Prochaine hausse des taux en mai
Nous maintenons donc notre prévision de hausse de taux par la BoE au mois de mai sur fond de hausse des pressions salariales. La BoE a continué de surprendre par une tonalité hawkish et au mois de mars, deux membres du MPC ont voté pour une hausse de taux immédiate.
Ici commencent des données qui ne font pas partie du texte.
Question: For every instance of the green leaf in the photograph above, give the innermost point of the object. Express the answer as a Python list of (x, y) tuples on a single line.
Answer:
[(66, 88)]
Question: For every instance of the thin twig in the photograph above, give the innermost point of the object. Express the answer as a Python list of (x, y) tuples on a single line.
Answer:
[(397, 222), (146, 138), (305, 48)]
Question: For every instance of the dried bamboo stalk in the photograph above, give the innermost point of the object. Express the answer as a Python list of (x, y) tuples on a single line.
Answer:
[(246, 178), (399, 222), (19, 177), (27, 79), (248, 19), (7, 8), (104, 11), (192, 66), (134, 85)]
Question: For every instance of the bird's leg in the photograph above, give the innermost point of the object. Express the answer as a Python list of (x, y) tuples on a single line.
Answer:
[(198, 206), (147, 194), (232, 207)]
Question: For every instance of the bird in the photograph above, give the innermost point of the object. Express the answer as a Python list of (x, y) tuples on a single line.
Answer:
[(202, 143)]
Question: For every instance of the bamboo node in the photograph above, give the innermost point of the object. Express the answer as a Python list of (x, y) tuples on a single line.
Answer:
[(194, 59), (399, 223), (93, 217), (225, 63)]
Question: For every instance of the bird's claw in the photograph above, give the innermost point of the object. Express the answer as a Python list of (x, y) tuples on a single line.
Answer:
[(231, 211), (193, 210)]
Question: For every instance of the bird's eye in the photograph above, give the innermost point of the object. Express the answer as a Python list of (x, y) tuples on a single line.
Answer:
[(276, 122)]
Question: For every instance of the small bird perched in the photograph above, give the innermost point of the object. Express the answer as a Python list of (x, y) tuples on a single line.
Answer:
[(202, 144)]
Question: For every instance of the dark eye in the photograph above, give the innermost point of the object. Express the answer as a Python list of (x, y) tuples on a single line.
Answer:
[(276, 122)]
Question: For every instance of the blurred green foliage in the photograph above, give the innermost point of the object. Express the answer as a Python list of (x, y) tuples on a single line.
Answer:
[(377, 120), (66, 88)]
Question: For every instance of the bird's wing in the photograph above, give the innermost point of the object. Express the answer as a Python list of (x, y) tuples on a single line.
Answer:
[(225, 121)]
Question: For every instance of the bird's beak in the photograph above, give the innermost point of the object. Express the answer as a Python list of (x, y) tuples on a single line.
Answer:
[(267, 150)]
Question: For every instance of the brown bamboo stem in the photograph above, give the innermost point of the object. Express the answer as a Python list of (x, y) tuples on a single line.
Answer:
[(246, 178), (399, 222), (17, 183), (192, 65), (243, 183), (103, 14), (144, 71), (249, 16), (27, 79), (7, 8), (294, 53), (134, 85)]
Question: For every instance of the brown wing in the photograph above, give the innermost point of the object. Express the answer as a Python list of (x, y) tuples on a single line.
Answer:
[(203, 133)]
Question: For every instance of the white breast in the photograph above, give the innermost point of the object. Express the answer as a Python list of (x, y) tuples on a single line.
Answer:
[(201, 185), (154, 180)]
En outre, le récent accord sur la période de transition rendra probablement la BoE encore plus confiante dans ses prévisions de croissance, pourtant supérieures au consensus (la BoE prévoit une croissance de 1,75% par an pendant les trois prochaines années) : elle pourrait les réviser à nouveau à la hausse dans son Inflation Report du mois de mai. Côté inflation, la BoE ne devrait pas changer son scénario. Les effets de la baisse passée de la livre sur l’inflation importée devraient en effet continuer de se dissiper et provoquer une modération des rythmes d’inflation. Toutefois, ceux-ci resteraient supérieurs à la cible au moins lors des deux prochaines années, les pressions inflationnistes domestiques se renforçant avec la hausse anticipée de la croissance des salaires et des coûts unitaires de travail.
A moyen terme, la conduite de la politique monétaire est plus incertaine
Nous sommes moins optimistes que la BoE sur la croissance à venir et pensons que la croissance des salaires devrait continuer de décevoir. Nous anticipons un retour de l’inflation CPI vers la cible de 2% vers le milieu de l’année prochaine, plus tôt que ne le prévoit la BoE. Nous anticipons un relèvement supplémentaire du taux directeur fin 2018 (en novembre) et, en l’absence de choc majeur sur la croissance, un autre en milieu d’année prochaine. L’incertitude liée au Brexit et aux perspectives de croissance des salaires sur fond de faiblesse de la demande interne impliquent néanmoins des risques baissiers sur ce rythme de resserrement monétaire.